G          The first farmer’s trial with NPM was a complete success! His harvest was as good as the harvests of farmers that were using pesticides, and he earned much more because he did not spend a single rupee on pesticides. Inspired by this success, 20 farmers tried NPM the next year. SECURE posted two well-trained staff in Punukula to teach and help everyone in the village, and the village women put pressure on their husbands to stop using toxic chemicals. Families that were no longer exposing themselves to pesticides began to feel much better, and the rapid improvements in income, health, and general wellbeing quickly sold everyone on the value of NPM. By 2000, all the farmers in Punukula were using NPM, not only for cotton, but for their other crops as well.

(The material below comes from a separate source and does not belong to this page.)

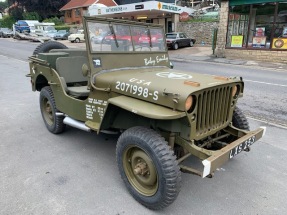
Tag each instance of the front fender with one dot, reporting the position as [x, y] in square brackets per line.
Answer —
[145, 109]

H            The suicide epidemic came to an end. And with the cash, health, and energy that returned when they stopped poisoning themselves with pesticides, the villagers were inspired to start more community and business projects. The women of Punukula created a new source of income by collecting, grinding, and selling neem seeds for NPM in other villages. The villagers rescued their indentured children and gave them special six-month “catch-up’ courses to return to school.

I            Fighting against pesticides, and winning, increased village solidarity, self-confidence, and optimism about the future.When dealers tried to punish NPM users by paying less for NPM cotton, the farmers united to form a marketing cooperative that found fairer prices elsewhere. The leadership and collaboration skills that the citizens of Punukula developed in the NPM struggle have helped them to take on other challenges, like water purification, building a cotton gin to add value to the cotton before they sell it, and convincing the state government to support NPM over the objection of multi-national pesticide corporations.